The most recent Holyrood election saw some gender critical feminist voters abandon the SNP over the issue and make a new political home in Alex Salmond’s Alba Party.

The UK’s equalities watchdog wrote to the Scottish Government earlier this year asking it to pause the reforms, citing concerns around potential implications on women’s rights.

The Equality and Human Rights Commission (EHRC), which monitors equality and human rights across Scotland, England and Wales, told Ms Robison that “more detailed consideration was required”.

Why has it been brought forward?

The Scottish Government says the current system has an “adverse impact” on people applying for gender recognition, due to the requirement for a medical diagnosis.

Social Justice Secretary Shona Robison said many trans people find the current system for obtaining a gender recognition certificate “intrusive, medicalised and bureaucratic”.

The changes aim to simplify and improve the process for a trans person to gain legal recognition, which has been a right in the UK for the last 18 years.

Trans rights campaigners during the Pride Glasgow parade in 2017.

The Scottish Trans Alliance say the reforms would make the process of gaining legal recognition “much fairer, less distressing and reflect changing attitudes about trans people”. 

Vic Valentine, manager of the organisation, said: “The current process is difficult, stressful and expensive, and it reinforces harmful stereotypes about trans people, that who we are is a mental illness, and that our choices about our bodies are not our own to choose to share with others.

“While the proposals fall far short of a law that would enable all trans people in Scotland to be legally recognised as who we are, this important step forward is one that we hope that all MSPs across the chamber can support.”

It also creates a “massive barrier” for trans people because of lengthy waits to access a medical diagnosis, they said.

Finance secretary Kate Forbes has declined to say if she will support the government’s proposed changes.

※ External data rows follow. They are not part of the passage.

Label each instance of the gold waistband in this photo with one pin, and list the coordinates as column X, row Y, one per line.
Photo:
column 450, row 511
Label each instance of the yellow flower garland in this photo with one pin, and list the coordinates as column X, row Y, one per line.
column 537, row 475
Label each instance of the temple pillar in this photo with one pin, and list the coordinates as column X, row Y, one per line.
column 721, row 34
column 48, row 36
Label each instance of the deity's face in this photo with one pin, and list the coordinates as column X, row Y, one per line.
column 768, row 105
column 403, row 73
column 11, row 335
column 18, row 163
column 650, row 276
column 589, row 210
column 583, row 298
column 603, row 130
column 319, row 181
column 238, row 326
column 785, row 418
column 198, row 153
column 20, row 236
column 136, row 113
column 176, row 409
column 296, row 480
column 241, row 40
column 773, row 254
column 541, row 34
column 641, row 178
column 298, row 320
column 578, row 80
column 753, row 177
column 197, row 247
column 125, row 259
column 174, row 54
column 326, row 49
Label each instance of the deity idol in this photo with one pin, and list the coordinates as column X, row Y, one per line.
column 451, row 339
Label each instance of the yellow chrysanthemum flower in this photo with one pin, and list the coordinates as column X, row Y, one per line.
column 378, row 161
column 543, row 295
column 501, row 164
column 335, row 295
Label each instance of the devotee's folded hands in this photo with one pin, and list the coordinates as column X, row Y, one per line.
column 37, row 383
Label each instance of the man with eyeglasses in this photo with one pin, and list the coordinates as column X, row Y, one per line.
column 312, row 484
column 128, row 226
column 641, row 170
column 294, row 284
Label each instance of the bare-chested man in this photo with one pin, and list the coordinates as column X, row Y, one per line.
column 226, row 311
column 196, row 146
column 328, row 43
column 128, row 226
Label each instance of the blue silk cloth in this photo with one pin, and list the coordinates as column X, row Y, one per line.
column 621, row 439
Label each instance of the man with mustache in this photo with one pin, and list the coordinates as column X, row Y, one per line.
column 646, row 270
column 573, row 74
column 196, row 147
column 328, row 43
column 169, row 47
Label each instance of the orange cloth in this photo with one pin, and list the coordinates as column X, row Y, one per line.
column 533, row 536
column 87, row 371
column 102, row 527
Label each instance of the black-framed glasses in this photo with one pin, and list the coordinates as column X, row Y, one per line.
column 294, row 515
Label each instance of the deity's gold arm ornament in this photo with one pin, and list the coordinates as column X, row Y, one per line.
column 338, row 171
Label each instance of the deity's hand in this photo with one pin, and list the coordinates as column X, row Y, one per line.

The SNP, Greens, Liberal Democrats and Labour have all shown support for reform of the legislation.

However, Nicola Sturgeon is facing calls from within her own party to allow a free vote on the issue.

Earlier this week Scottish Finance Secretary Kate Forbes refused to say if she would support the bill. 

The Scottish Conservatives say they recognise the “case for improving the system” but this “must not come at the expense of women’s rights or women’s safety”.

Several Tory MSPs raised concerns in the Holyrood chamber when Ms Robison outlined the details of the bill, including Meghan Gallacher who said “the proposals as they stand do not protect women’s rights”.

What is the public reaction?

There have been two public consultations on proposed changes.

The first, which opened in November 2017, received more than 15,500 responses, with 60% agreeing that applicants for legal gender recognition should no longer need to produce medical evidence.

The second, which opened in December 2019, received more than 17,000 responses, with submitted responses showing a “small majority” broadly supported changing to a system of self-identify.

However, around four in 10 organisations did not support changing to this model.

A recent BBC poll revealed 57% of people would support making the process to acquire a gender recognition certificate easier but this dropped quite significantly when specific self-id proposals were polled.

A total of 40% of people support the right of trans people to self-identify their gender but 38% did not, showing opinion is divided over the specifics.